DoBLAN LAS CAMPANAS DE SANTIAGO
Desde los baldíos de Santo Domingo y Leganitos, un viento
duro sopla briznas de nieve y sacude los bordes de la capa hasta enredar las
piernas y obligar a la mano enguantada a sujetar el ala de la negra chistera y
entornar los ojos que apenas ven el suelo empedrado, tan conocido, según entra
en la calle Angosta de San Bernardo y entonces le parece que una voz de mujer
grita muy lejos, “¡Mariano, ven, Mariano!”, pero es el zumbar del viento en los
oídos, fue su imaginación o su deseo de que alguien le llamara y él volverse
atrás, tan deseoso de eludir el encuentro, aunque el frío le hace desear la
casa adonde va, no andar por calles en las que no hay sino la nublada tarde que
anuncia el presto anochecer, y en el alero de un tejado algo se mueve y repite
un chirrido casi animal, cual un pájaro allí enganchado y doliente.

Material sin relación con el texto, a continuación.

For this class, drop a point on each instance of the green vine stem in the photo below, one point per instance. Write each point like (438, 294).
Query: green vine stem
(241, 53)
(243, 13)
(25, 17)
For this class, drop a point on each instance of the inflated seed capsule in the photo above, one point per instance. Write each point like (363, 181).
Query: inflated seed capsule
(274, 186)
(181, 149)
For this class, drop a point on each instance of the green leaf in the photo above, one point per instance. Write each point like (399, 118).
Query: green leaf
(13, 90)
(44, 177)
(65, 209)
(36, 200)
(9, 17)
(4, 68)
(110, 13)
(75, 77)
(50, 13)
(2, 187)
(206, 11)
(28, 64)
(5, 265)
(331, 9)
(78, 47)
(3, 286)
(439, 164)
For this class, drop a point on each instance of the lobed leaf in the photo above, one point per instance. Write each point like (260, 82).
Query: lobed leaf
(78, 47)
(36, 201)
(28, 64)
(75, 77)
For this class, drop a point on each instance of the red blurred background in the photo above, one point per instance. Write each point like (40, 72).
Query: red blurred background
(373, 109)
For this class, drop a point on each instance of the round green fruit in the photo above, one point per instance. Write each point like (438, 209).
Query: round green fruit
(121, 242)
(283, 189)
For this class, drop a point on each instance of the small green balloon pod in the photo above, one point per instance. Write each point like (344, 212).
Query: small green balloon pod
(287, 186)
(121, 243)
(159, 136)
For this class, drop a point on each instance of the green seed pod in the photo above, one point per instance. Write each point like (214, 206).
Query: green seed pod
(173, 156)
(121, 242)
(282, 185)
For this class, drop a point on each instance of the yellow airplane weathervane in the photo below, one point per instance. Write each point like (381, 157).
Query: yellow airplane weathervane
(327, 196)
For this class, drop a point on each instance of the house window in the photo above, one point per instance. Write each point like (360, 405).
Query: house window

A don
Mariano José de Larra, el periodista, le extraña el olor a madera quemada en el
portal oscuro y oír el crujido de los escalones bajo sus pisadas y cuando entra
en el despacho del cronista, que espera su visita, nota en la cara el
confortable calor de la chimenea francesa bien cargada que crepita por el tiro
vivaz a causa del viento, y hacia el fuego van sus ojos atraídos por la
claridad de las llamas, y delante, está don Ramón de Mesonero Romanos que alza su
mano para tenderla y estrechar la otra, breve y huidiza.